UTF8 encoding and Cinder and cross-platform


#1

I’m conducting some internal testing with a project of mine, and when testing the application on non-dev machines I ran into a few issues. Specifically when running the software on a Polish copy of Windows. The issue was fairly easy to track down, it was basically some of the std::string’s being passed to the ci::TextBox resulting in a utf8::invalid_utf8 exception being thrown.

Last time I bothered looking into text encoding I found it to be a pretty big hairy mess. My recent searches didn’t really lead me to any new conclusions. Some people seemed to be advocating using UTF8 throughout and unless I’m compelled otherwise, that’s what I’m sticking to. The two things that triggered these invalid UTF8 characters were as follows:

  1. BASS (the audio library) - per default it seems - returns ANSI text (for audio device names). A simple config setting causes it to return UTF8 encoded instead.

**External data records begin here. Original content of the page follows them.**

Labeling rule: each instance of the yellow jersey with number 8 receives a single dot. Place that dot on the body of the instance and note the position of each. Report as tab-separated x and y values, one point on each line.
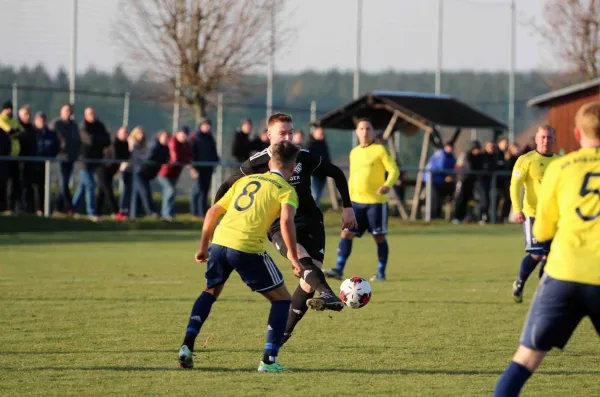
568	212
253	203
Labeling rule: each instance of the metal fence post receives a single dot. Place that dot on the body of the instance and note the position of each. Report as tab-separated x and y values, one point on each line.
126	109
47	174
15	95
428	188
494	198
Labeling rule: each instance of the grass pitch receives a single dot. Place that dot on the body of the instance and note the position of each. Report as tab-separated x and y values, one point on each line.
104	312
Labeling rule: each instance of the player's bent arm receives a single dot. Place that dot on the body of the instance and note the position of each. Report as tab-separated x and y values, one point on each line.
547	214
392	169
516	185
338	176
210	224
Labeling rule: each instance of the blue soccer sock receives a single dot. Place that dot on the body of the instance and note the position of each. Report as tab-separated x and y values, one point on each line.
200	312
344	250
528	265
382	255
512	381
542	266
277	320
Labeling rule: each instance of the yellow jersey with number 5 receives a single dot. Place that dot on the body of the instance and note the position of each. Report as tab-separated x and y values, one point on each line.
528	171
253	203
568	212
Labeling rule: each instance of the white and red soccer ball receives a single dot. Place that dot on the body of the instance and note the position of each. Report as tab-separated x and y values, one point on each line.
355	292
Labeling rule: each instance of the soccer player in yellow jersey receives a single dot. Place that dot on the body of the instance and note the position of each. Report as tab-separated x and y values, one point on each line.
528	172
250	207
368	191
568	213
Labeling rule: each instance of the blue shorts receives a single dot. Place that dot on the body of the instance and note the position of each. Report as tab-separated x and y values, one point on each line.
531	244
371	217
258	271
557	308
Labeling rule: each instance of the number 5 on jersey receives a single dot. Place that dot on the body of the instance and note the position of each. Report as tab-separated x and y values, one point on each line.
246	198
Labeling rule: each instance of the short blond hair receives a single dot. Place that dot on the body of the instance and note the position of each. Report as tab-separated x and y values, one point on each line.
587	120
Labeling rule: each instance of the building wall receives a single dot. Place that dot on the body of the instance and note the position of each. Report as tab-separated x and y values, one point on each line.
561	116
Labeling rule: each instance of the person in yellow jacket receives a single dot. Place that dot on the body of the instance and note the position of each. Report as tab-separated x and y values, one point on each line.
10	131
369	162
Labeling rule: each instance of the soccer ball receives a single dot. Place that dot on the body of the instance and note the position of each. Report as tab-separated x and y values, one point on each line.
355	292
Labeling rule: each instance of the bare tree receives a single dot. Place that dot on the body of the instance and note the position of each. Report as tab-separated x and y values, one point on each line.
207	44
572	29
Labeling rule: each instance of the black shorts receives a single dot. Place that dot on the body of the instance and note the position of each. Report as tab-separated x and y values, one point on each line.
309	233
557	308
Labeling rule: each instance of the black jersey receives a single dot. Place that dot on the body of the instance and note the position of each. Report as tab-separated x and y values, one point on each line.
306	164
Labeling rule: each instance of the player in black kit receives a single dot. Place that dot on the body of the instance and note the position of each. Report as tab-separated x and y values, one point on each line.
309	220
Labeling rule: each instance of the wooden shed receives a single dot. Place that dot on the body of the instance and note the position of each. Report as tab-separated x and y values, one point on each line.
562	106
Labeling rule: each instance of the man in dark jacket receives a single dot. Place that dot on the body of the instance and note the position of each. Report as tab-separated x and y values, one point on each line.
94	138
118	150
48	146
145	171
29	148
318	145
241	142
68	135
467	182
204	148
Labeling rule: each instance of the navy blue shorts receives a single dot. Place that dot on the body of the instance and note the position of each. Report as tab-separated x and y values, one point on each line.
557	308
371	217
531	244
258	271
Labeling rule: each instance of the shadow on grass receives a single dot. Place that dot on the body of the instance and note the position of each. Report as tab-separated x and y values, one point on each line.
406	371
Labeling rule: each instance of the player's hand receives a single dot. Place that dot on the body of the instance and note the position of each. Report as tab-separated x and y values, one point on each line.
383	190
297	268
520	217
201	256
348	218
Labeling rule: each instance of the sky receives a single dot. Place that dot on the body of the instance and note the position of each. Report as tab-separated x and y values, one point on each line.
396	35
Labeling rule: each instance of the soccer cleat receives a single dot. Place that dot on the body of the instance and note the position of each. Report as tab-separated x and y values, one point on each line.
518	291
186	357
377	277
275	367
325	302
333	273
285	338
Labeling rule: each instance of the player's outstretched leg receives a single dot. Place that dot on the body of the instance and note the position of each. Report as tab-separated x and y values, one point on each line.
344	251
313	276
280	306
198	317
382	257
528	265
298	309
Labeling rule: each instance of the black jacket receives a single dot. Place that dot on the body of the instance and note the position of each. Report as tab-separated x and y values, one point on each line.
204	148
94	138
68	136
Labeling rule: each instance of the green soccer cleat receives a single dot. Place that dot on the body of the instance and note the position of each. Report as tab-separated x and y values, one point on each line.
186	358
275	367
518	291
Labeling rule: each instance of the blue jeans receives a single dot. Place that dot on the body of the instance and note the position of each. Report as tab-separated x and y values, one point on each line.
317	186
87	186
141	189
63	199
125	199
168	204
200	191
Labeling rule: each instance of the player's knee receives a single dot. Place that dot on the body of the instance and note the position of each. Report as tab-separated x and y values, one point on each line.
379	238
347	235
529	358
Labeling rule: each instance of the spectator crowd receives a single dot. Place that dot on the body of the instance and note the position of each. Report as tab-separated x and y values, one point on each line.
136	160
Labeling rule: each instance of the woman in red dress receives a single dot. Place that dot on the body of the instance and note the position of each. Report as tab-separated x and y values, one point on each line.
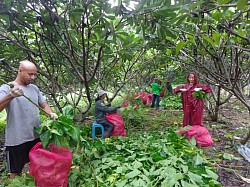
192	106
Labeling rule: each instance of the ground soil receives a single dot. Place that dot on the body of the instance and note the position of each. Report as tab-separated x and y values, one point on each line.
226	133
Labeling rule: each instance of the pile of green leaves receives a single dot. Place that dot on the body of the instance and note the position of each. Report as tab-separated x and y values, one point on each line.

  2. Path string returned via boost isn’t UTF8 either by default. I found this little helpful page that provided some code to have them default to UTF8 as well:

http://www.boost.org/doc/libs/1_51_0/libs/locale/doc/html/default_encoding_under_windows.html

Hopefully that helps someone else.

But I do also have a question re. all of this malarkey. The BASS help file states that the UTF8 encoding only works on the windows-based version of the library. Some point in the future I’d like to also port the software to run on mac’s, which makes me a but worried about if UTF8 across the board works well here too.

So basically my question to y’all is, if anyone has any good practical advice and if anyone knows of any good support for cross-platformy text.

Gazoo


Filepath looks fine in UTF8 BOM, but doesn't render. UTF8 changes the string :S
#2

Quick answer:

  • std::string can contain either ASCII text or UTF8 text and it depends on the consumer what format to use. Some functions expect ASCII, most notably older (C-) libraries. Some use UTF8.
  • When using string literals in your code, make sure to save your source file using the correct encoding. Visual Studio used to save as ASCII by default, not sure if this is still the case in VS2015. Use Save As... to specify UTF8 with or without BOM.
  • It may be better to store strings in a JSON or XML file and save the file as UTF8.
  • A lot of Windows-specific functions expect UTF16-encoded strings, stored in std::wstring or similar.
  • You can always convert from UTF16 to UTF8 and back, see the cinder/Unicode.h header. Some characters may not be compatible. This header works on all supported platforms.
  • If possible, avoid UTF16 and stick to either UTF8 (for compatibility) or UTF32 (if you really need it).

-Paul


#3

@paul.houx - Thanks for the prompt and helpful response.

I found that setting the encoding on all my source files require me to individually. do. this. for. every. single. file.

I’m under the impression that as long as my hard-coded string literals don’t contain any funky characters, then the executable shouldn’t have any issues pretending/handling it as UTF-8. Or am I asking for trouble?

The header you’ve linked to looks real useful if I require changing any encoding.